I have forgotten how to complete the medication log. Do you have an example?
You can find an explanation of how to complete the MARs in the Foster Parent Handbook (section 13). We know there’s a lot of paperwork when you’re a foster parent, and sometimes you need a refresher – the Foster Parent Handbook is always a good place to start.
Can you remind me about reimbursement for holiday and birthday gifts?
Of course! There is an entire section on holiday and birthday gift reimbursement in the Foster Parent Handbook (section 22).
Am I allowed to get my foster child's hair cut?
If your child has a plan of reunification, drastic shortening of hair length or styles that require harsh chemicals (such as perms and straighteners) require consent of the parents or DCS.  Hair may grow longer naturally and hair styling may occur without permission, as long as the hair is nicely maintained.  However, biological parents have the right to ask for hair to be cut. Please note: Baby’s first haircut can be a significant and emotional event for some families. Please get permission from the biological parents for the first haircut. If a child has been freed for adoption, DCS generally allows the pre-adoptive family to make decisions about hair length and style.
Can our foster child travel with us on vacations?
You can take your foster children on family vacations or trips as long as you have obtained permission from the DCS county office. However, there may be reasons that your foster child cannot accompany you, such as travel restrictions or important appointments.  It is important to allow plenty of time to obtain the correct permissions, especially if the child will require a passport for travel.

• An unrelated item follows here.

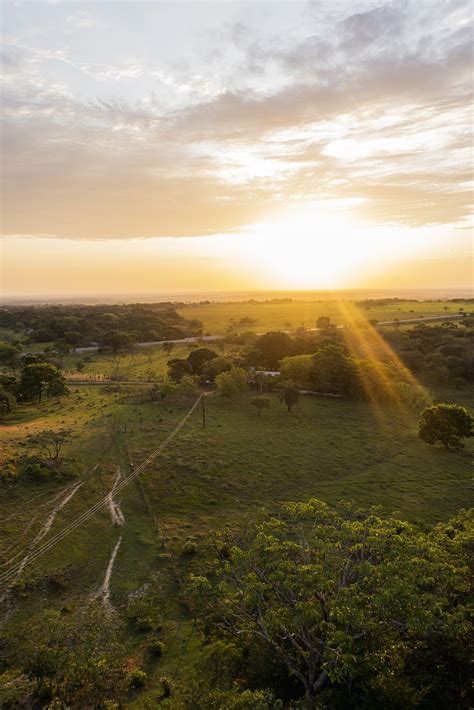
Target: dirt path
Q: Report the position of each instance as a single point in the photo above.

When should I expect my first maintenance payment?
Per diem is provided to foster parents the month following the service provided.  For example, you would be paid in July for each night the child spent with you in June. Typically, payments are dispersed no later than the 8th of the month. The maintenance payment timing is further detailed in (you guessed it) the Foster Parent Handbook (section 14).
I have a school-aged placement, and I don’t know how to enroll them in school.
Your FCM will be able to assist you with this process and it is usually fairly painless. You will need a copy of the child’s placement letter to get started (this is typically given to you by the DCS FCM, but your Children’s Bureau FCCM can also provide it). Most school districts are familiar with registering foster children and often times, the school can contact the child’s previous school to transfer everything they need.
I'm not sure how I feel about vaccinations. Does this impact my ability to accept foster placements?
All mandatory vaccines are required in order to obtain a foster parent license. Voluntary vaccinations, such as flu, hepatitis, shingles, HPV, etc., are not required for foster families. All foster children are required to have or catch up on and remain current on all mandatory vaccines. Unless otherwise recommended by a physician, foster children must also receive seasonal flu and HPV vaccinations.
My spouse and I decided to separate. Will our foster child have to move to a new foster home?
We're always sorry to hear when one of our families experiences a difficult personal loss.  In this situation, the first thing to do is notify our licensing department, so we can make the required adjustments to your license. If you currently have foster children in your home, please notify your Children’s Bureau FCCM to discuss planning for the child.  If possible, it’s generally preferred the child remain in your care.